How to use Contextual MCP Server?

To use this server, clone the repository, create and activate a virtual environment, install dependencies, configure the server with your Contextual AI API key and agent ID, and integrate it with your AI interface (Cursor IDE or Claude Desktop) by creating or modifying the MCP configuration file in the appropriate location.

Key features of Contextual MCP Server

  • Accurate Responses grounded in documentation

  • Source Attribution with references to source documents

  • Context Awareness maintaining conversation context

  • Real-time Updates reflecting the latest documentation

Use cases of Contextual MCP Server

  • Answering domain-specific questions using a dedicated Contextual AI agent

  • Searching through comprehensive information in a knowledge base

  • Generating responses grounded in source documentation with citations

  • Maintaining conversation context for follow-up questions

FAQ from Contextual MCP Server

What is the purpose of the MCP server?

The MCP server bridges AI interfaces like Cursor IDE and Claude Desktop with a Contextual AI agent to provide RAG capabilities.
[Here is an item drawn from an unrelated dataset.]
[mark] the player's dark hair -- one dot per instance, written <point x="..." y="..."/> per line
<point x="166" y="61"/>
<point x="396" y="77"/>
What are the prerequisites for using the server?

You need Python 3.10 or higher, Cursor IDE and/or Claude Desktop, a Contextual AI API key, and an MCP-compatible environment.

How do I configure the server?

You need to configure the server with your Contextual AI API key and agent ID, and customize the docstring for your RAG agent to match your knowledge domain.

How do I integrate the server with Cursor IDE or Claude Desktop?

Create or modify the MCP configuration file (mcp.json) in the appropriate location (.cursor/ or Claude Desktop configuration directory) with the correct command and arguments.

What are the limitations of the server?

The server runs locally, tool responses are subject to Contextual AI API limits, and it currently only supports stdio transport mode.